F&O Classroom: What is Implied Volatility and Why is it Important in Options Trading? Know these 5 things of great use

F&O Classroom: What is Implied Volatility and Why is it Important in Options Trading?  Know these 5 things of great use

Options trading is becoming increasingly popular and with time more people are trying their hand at it than ever before. However, most people end up incurring losses in options trading and the biggest reason for this is the lack of correct information. If you also want to try your hand in options, then today we are going to tell you 5 important things related to Implied Volatility ie IV… Whether or not or whether a book is good or not, must have been decided on the basis of reviews. If the reviews are not good then people leave it. However, this scale does not always prove to be accurate. Our decision is not based only on reviews but is also influenced by our expectations, likes and dislikes. Similarly, in the stock market, investors keep expectations from a stock or index, which is not necessarily based on past performance. These expectations about how a security’s price might move are called Implied Volatility or IV. Implied volatility is one of the key indicators of options trading and can be found on the NSE website under Options Chain.
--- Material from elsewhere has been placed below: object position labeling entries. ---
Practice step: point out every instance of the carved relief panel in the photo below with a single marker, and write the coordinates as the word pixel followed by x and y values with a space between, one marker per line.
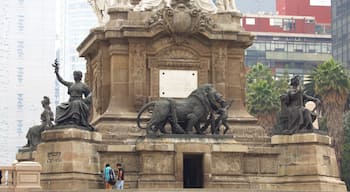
pixel 175 58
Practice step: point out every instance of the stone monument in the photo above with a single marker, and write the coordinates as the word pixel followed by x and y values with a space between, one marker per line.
pixel 148 50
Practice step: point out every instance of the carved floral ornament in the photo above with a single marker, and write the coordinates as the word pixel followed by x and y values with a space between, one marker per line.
pixel 182 17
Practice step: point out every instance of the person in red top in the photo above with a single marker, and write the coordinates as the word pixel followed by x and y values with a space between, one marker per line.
pixel 120 176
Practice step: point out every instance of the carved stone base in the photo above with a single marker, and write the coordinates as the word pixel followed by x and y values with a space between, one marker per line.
pixel 70 160
pixel 25 154
pixel 27 176
pixel 307 162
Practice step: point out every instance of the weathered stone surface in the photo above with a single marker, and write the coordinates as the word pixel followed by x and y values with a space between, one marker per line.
pixel 27 175
pixel 301 138
pixel 69 156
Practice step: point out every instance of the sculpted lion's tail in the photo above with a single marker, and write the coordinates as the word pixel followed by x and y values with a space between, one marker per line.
pixel 143 109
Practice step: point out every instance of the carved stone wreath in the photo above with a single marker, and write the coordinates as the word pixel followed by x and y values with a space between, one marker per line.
pixel 181 18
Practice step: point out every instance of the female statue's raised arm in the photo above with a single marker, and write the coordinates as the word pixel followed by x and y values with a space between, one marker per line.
pixel 59 78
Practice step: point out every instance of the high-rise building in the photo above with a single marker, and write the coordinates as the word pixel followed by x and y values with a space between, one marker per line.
pixel 341 31
pixel 77 20
pixel 27 49
pixel 295 40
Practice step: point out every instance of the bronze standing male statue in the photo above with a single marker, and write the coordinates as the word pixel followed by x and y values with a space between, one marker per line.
pixel 293 106
pixel 46 117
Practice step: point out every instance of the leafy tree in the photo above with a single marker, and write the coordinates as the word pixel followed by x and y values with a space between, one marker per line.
pixel 263 95
pixel 345 171
pixel 331 83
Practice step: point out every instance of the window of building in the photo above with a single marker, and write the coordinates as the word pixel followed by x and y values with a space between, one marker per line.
pixel 250 21
pixel 276 22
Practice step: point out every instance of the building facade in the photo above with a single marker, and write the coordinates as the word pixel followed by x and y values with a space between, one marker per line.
pixel 77 20
pixel 340 31
pixel 27 49
pixel 296 40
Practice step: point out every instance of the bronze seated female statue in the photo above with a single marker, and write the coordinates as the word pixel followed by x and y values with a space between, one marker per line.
pixel 76 110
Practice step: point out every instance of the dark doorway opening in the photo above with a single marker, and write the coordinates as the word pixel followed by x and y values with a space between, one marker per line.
pixel 193 170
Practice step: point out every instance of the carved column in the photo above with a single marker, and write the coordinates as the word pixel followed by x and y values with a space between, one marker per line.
pixel 219 60
pixel 138 72
pixel 96 83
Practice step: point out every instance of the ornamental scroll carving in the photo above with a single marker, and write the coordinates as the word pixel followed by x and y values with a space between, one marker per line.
pixel 137 52
pixel 181 18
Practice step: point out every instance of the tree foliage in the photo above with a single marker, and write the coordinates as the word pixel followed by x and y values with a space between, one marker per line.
pixel 331 83
pixel 345 170
pixel 263 95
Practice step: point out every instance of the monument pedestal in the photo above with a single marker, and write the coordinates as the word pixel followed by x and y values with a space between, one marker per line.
pixel 69 159
pixel 27 176
pixel 188 161
pixel 307 162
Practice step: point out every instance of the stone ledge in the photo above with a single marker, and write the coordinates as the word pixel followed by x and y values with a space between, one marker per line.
pixel 229 148
pixel 155 147
pixel 70 134
pixel 303 138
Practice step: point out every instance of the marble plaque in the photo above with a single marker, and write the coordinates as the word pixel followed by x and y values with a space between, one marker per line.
pixel 177 83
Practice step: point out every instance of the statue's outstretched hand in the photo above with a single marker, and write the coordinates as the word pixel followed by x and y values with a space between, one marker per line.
pixel 56 66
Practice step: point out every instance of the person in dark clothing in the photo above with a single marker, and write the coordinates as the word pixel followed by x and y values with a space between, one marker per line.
pixel 120 176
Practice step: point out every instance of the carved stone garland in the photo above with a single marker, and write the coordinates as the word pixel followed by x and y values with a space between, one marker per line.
pixel 181 20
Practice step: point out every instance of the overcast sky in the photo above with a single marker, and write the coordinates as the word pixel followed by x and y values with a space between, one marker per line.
pixel 255 6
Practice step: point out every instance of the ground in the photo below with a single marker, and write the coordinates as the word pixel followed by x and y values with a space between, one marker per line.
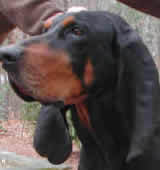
pixel 16 136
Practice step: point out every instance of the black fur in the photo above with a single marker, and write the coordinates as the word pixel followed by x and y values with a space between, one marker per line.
pixel 123 99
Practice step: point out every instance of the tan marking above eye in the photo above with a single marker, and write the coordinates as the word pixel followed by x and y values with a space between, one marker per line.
pixel 67 21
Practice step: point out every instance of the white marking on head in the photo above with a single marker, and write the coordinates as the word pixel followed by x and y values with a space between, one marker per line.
pixel 76 9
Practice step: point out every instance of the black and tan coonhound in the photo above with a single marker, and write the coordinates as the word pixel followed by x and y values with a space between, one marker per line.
pixel 97 65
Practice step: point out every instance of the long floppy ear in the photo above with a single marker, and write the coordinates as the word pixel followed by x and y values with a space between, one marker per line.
pixel 139 76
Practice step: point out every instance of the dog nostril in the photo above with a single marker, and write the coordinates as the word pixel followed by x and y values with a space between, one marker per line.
pixel 10 54
pixel 9 58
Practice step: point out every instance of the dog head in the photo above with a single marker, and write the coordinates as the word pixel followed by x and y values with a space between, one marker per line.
pixel 61 64
pixel 87 53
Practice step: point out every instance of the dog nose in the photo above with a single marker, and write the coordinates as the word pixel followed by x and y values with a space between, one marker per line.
pixel 9 54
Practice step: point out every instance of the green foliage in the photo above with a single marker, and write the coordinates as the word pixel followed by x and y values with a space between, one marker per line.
pixel 30 111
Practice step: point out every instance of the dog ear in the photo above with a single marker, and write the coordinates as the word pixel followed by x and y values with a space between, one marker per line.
pixel 138 79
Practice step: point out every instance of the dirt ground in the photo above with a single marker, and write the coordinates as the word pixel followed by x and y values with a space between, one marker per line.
pixel 16 136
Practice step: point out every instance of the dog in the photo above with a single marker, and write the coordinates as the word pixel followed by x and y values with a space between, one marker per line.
pixel 98 66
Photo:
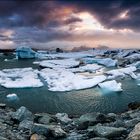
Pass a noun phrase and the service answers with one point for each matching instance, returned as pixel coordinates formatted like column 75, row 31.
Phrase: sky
column 70, row 24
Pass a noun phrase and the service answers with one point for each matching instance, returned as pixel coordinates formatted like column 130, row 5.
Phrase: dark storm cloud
column 17, row 13
column 107, row 11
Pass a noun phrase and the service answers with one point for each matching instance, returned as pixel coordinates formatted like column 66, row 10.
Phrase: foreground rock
column 109, row 132
column 22, row 114
column 135, row 134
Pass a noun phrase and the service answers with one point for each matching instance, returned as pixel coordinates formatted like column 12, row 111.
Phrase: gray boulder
column 132, row 123
column 22, row 114
column 63, row 118
column 47, row 130
column 135, row 134
column 40, row 129
column 57, row 131
column 47, row 119
column 25, row 124
column 108, row 132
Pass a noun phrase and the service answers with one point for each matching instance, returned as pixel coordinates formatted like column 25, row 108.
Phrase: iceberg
column 64, row 80
column 12, row 97
column 111, row 86
column 124, row 53
column 135, row 56
column 87, row 68
column 122, row 72
column 64, row 63
column 20, row 78
column 108, row 62
column 25, row 52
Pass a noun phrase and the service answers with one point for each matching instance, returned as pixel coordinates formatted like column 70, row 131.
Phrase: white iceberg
column 25, row 52
column 20, row 78
column 87, row 68
column 108, row 62
column 64, row 63
column 125, row 53
column 135, row 56
column 67, row 55
column 122, row 72
column 12, row 97
column 111, row 86
column 64, row 80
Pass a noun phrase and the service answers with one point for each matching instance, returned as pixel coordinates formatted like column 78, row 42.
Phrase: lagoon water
column 73, row 102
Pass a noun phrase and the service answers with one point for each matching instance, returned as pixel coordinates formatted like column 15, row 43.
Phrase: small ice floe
column 64, row 63
column 20, row 78
column 136, row 64
column 36, row 62
column 87, row 68
column 67, row 55
column 111, row 86
column 5, row 60
column 122, row 72
column 12, row 97
column 135, row 56
column 108, row 62
column 64, row 80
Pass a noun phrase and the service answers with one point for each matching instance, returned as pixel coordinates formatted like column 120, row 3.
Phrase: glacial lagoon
column 72, row 102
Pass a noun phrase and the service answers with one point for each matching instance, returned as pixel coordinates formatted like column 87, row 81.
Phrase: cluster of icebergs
column 63, row 71
column 20, row 78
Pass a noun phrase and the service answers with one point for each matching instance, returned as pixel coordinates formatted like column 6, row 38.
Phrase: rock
column 89, row 117
column 83, row 125
column 47, row 130
column 76, row 136
column 25, row 124
column 112, row 115
column 108, row 132
column 132, row 123
column 2, row 138
column 22, row 114
column 37, row 137
column 135, row 134
column 135, row 114
column 12, row 97
column 57, row 131
column 118, row 123
column 134, row 105
column 46, row 119
column 63, row 118
column 40, row 129
column 2, row 105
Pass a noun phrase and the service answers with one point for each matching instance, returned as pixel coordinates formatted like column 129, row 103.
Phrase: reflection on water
column 73, row 102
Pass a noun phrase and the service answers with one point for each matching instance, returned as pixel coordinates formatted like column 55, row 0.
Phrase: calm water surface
column 73, row 102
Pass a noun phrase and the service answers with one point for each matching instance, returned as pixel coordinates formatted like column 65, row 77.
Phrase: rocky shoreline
column 22, row 124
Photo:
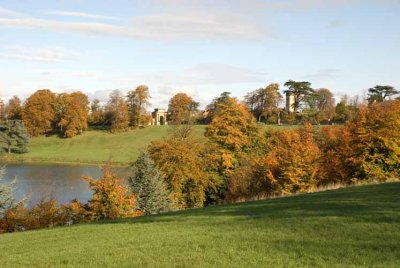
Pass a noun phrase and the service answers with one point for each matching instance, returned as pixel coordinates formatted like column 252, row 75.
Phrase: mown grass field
column 94, row 146
column 98, row 146
column 353, row 227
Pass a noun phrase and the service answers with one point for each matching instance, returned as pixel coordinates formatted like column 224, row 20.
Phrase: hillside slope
column 353, row 227
column 95, row 146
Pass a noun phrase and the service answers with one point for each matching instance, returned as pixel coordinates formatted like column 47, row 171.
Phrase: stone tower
column 159, row 117
column 290, row 102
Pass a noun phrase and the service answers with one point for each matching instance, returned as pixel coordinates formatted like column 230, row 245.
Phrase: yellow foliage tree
column 234, row 131
column 39, row 112
column 180, row 159
column 110, row 198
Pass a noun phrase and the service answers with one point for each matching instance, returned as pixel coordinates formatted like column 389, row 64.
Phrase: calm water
column 63, row 182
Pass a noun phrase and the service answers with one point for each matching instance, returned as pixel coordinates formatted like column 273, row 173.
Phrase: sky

What is Implied Volatility (IV)?

Implied Volatility That is, the IV reflects the expectations of traders or investors regarding the movement of prices of implied assets such as stocks and indices over a given period of time.
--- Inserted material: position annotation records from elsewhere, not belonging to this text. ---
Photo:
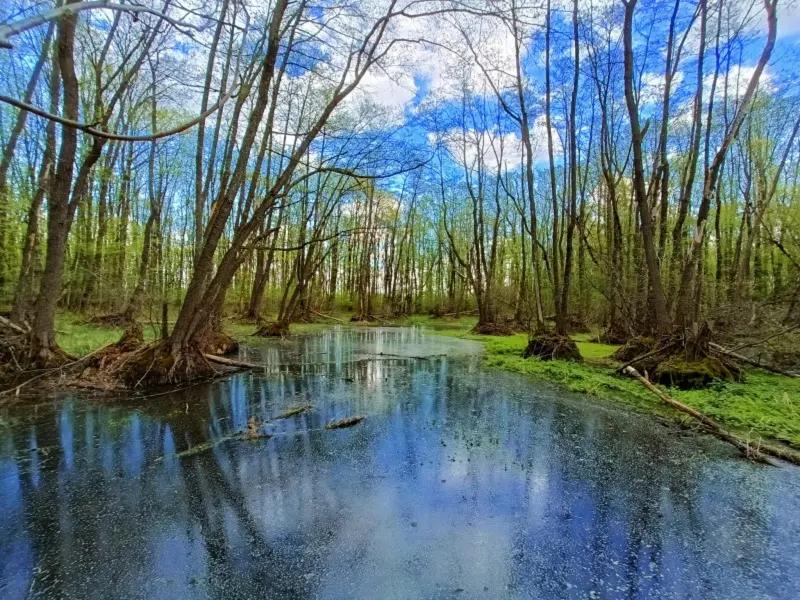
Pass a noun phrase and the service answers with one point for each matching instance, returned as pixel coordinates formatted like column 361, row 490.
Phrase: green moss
column 763, row 405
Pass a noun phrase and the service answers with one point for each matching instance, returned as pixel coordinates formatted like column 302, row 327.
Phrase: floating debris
column 252, row 432
column 342, row 423
column 294, row 411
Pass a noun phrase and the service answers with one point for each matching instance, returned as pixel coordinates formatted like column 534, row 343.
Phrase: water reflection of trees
column 566, row 494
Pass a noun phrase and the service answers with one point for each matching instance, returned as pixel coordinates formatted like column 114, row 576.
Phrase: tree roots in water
column 149, row 365
column 494, row 329
column 273, row 329
column 110, row 320
column 686, row 360
column 551, row 346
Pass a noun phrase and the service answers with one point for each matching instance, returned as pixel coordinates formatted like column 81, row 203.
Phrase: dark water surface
column 460, row 483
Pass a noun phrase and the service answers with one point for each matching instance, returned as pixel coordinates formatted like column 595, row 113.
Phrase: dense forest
column 628, row 167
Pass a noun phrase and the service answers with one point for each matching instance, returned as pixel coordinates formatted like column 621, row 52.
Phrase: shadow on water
column 459, row 483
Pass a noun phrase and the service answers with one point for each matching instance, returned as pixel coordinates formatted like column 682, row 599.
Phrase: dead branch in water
column 749, row 451
column 228, row 362
column 752, row 362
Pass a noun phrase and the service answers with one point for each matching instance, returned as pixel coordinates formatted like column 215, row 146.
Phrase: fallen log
column 752, row 362
column 749, row 451
column 346, row 422
column 228, row 362
column 328, row 316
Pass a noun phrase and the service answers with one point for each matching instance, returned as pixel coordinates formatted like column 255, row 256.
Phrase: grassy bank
column 764, row 405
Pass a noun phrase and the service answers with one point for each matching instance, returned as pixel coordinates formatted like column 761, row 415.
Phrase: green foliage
column 760, row 406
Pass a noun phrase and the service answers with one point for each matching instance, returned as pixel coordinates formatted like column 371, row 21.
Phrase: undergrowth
column 763, row 405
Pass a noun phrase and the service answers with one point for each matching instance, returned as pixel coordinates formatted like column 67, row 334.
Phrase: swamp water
column 459, row 483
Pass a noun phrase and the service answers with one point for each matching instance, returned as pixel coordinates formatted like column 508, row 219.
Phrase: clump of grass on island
column 763, row 405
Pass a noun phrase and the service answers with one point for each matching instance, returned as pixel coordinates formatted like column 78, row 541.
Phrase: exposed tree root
column 757, row 452
column 19, row 354
column 493, row 329
column 361, row 318
column 614, row 335
column 551, row 346
column 688, row 359
column 273, row 329
column 343, row 423
column 149, row 365
column 219, row 343
column 634, row 348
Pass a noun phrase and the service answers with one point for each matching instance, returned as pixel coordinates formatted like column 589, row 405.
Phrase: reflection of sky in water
column 459, row 482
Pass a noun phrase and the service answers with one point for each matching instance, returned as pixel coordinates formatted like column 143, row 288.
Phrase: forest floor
column 763, row 405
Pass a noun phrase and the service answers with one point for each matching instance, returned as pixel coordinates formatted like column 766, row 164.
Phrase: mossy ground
column 763, row 405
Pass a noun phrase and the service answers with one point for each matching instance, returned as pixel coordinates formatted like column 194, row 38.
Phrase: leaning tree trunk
column 43, row 344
How does the IV affect the price?< /h3>

The implied volatility depends on the demand and supply in the options market. If there are more buyers than sellers for an options contract, the price or premium as well as the implied volatility will increase. And if there are fewer sellers and more buyers, the option contract price or premium will fall and its implied volatility will also fall.

How to use IV in trading?

IV Can be used as a key indicator for trading. If the implied volatility and premium are high, then traders are usually pushing to sell options and this helps them earn higher premiums. Whereas if IV and premium are low, then traders prefer to buy options because they have to pay less premium.

How is it different from historical volatility?

Volatility There are two types – Historical and Implied. Implied volatility is an indicator of future expectations, while historical is a record of past fluctuations.

How to track implied volatility?

India Vix (VIX) There is a volatility index, which is available on NSE. It shows or tracks the implied volatility of the Indian stock markets. If the Vicks index is high, there is more scope for volatility in the market, whereas if the Vicks is low, it indicates stability of the market.


Puneet Maheshwari, Director, Upstox

Dis‍K‍Lemmer- The author is the director of Upstox‍ The views published are his personal. Before investing in the stock market, definitely take the advice of your financial advisor.